Pain Pellets: Properties and Proclivities
The reason, then, cycling hurts is because cyclists — due to some cosmic accident — tend to frequent places where Pain Pellets generally congregate. Specifically:
- Pain Pellets adhere to slopes. As everyone knows, an upward slope is in tension with the magnetic forces that some call “gravity” (I will discuss the folly of the theory of gravity another time, but for our purposes today, we can pretend that such a force does exist). A byproduct of this tension is friction, which in turn creates static electricity. Pain Pellets, being very much like balloons in both size and texture, are drawn to this static electricity on upward slopes, and cling to it. The steeper the slope, the greater the density and size of Pain Pellets collected.
- Pain Pellets settle at the bottoms of treacherous places. Pain Pellets are subject, to a degree, to the normal forces of “gravity,” and will settle where you might expect them to: just below slippery roots, at the base of a three-foot ledge, and just beyond a surprise hairpin are three good examples. Mountain cyclists are particularly adept at discovering these Pain Pellets.
- Pain Pellets are attracted to heavier people. A surprising fact is that if two people — let’s call them “Brad” and “Fatty” for no particular reason — ride up a given hill, the heavier one (“Fatty”) will encounter more Pain Pellets than the lighter one (“Brad”). Indeed, the Pain Pellets will actually move out of Brad’s way and wind their way toward Fatty. It is almost as if the Pain Pellets are sentient and find heavy people especially attractive. Some of my less-credible colleagues assert that the Pain Pellets find me because I have a greater gravitational mass, but this (of course) relies on the convoluted — and thoroughly debunked — theory of gravitational pull to work. For now, let us say that Pain Pellets like heaviness, and leave it at that.
- Pain Pellets grow back quickly. Cyclists often attribute the “drafting” effect of riding to the thoroughly debunked notion that the cyclist in front of them creates a slipstream. In reality, the rider in front is hitting a disproportionate number of Pain Pellets, allowing the rider behind to ride the route relatively unscathed. Unfortunately, Pain Pellets reform in their original location in a mere matter of moments.
How to Avoid Pain
Of course, some cyclists find the near-incessant encounters with Pain Pellets sub-optimal, even to the point that the Pain Pellets may impede the cyclist’s progress. “How,” the cyclist may reasonably wonder, “might I avoid the Pain Pellets?”

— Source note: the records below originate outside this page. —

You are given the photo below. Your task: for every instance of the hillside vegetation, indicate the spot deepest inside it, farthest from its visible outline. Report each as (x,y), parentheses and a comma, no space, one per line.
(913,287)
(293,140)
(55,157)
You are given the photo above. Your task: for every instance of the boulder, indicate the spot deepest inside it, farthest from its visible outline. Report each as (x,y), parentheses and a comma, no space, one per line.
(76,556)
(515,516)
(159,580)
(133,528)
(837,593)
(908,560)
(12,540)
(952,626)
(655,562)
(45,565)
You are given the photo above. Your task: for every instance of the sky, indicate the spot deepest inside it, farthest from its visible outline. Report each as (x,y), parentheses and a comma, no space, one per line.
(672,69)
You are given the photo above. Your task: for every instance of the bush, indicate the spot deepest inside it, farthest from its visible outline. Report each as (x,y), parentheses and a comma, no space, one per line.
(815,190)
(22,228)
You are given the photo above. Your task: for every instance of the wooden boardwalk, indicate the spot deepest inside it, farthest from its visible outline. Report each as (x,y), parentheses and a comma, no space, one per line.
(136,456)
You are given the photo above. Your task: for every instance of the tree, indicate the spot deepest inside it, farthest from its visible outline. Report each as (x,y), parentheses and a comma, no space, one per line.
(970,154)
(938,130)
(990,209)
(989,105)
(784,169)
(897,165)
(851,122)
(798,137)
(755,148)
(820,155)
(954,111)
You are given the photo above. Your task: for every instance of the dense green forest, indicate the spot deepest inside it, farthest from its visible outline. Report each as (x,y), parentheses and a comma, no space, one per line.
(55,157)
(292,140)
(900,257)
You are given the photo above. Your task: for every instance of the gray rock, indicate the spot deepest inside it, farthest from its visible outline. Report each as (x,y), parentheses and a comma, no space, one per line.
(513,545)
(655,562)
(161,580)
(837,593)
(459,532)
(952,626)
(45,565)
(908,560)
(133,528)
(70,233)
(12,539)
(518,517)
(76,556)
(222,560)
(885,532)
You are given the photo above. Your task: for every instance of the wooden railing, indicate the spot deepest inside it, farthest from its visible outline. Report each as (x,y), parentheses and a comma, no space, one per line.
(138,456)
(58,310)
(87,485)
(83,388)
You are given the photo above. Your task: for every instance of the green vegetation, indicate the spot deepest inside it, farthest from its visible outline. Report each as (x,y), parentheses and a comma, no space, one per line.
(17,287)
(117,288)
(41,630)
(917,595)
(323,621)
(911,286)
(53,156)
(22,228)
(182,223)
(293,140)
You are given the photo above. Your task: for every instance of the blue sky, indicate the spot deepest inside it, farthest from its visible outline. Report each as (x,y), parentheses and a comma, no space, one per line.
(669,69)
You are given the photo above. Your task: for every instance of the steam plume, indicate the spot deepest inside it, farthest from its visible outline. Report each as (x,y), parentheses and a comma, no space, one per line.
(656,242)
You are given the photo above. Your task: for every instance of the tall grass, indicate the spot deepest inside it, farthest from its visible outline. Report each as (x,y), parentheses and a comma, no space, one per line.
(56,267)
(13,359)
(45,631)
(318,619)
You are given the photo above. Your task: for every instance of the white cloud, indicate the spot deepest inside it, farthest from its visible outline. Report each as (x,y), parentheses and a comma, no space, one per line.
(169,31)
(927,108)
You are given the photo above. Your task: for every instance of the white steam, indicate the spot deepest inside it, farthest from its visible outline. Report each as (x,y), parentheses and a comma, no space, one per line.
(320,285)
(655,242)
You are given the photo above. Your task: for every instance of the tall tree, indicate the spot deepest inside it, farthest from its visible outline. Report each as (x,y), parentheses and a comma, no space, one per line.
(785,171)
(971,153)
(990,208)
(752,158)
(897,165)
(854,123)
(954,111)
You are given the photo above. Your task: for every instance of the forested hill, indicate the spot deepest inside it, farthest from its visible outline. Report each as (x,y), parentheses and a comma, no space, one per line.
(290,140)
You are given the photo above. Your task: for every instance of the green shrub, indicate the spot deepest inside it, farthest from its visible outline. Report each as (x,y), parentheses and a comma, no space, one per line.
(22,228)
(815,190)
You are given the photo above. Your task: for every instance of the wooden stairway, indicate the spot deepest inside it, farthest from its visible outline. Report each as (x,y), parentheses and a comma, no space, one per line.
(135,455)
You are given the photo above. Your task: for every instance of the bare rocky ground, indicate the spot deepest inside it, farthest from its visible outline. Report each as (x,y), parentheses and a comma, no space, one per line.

There are multiple strategies.
- Slow down. When riding up a hill, one notices a surprising amount of pain. Further, the faster one rides up that hill, the more it seems to hurt. It is therefore worth noting, then, that one generally will encounter the same number of Pain Pellets, regardless of whether one is going up the hill very fast or very slow. However, since when going slow one encounters the Pain Pellets at a slower rate, the perceived pain may be decreased.
- Weave. When climbing a hill, one may reduce the frequency of Pain Pellet encounters by “paperboying” up the hill. Some theorize that Pain Pellets grow in long uphill strands and that by weaving one’s way up the hill, one may avoid at least some of these strands of Pain Pellets. In reality, though, one is actually encountering perhaps more Pain Pellets over the course of the climb, but since one is hitting them at a slower rate the perceived pain is again reduced.
- Don’t fall. One universal truth about Pain Pellets is that they remain on the ground. When one remains upright on one’s bicycle, one is merely splattered by the exploding Pain Pellets as one’s bicycle wheels burst aforementioned Pellets. However, when one crashes off one’s bicycle, one is almost certain to land directly on several Pain Pellets, soaking the cyclist in pain. It should be further noted that Pain Pellets do very little to cushion the cyclist’s fall.
In summary, Pain Pellets and the cyclist seem to have a strange mutual attraction. Cyclists are drawn to inclines and treacherous locations, which are the natural habitat of Pain Pellets.
And in short, the question “Why does cycling hurt” has a sensible answer based on pure physics. Cycling hurts because cyclists are drawn to pain.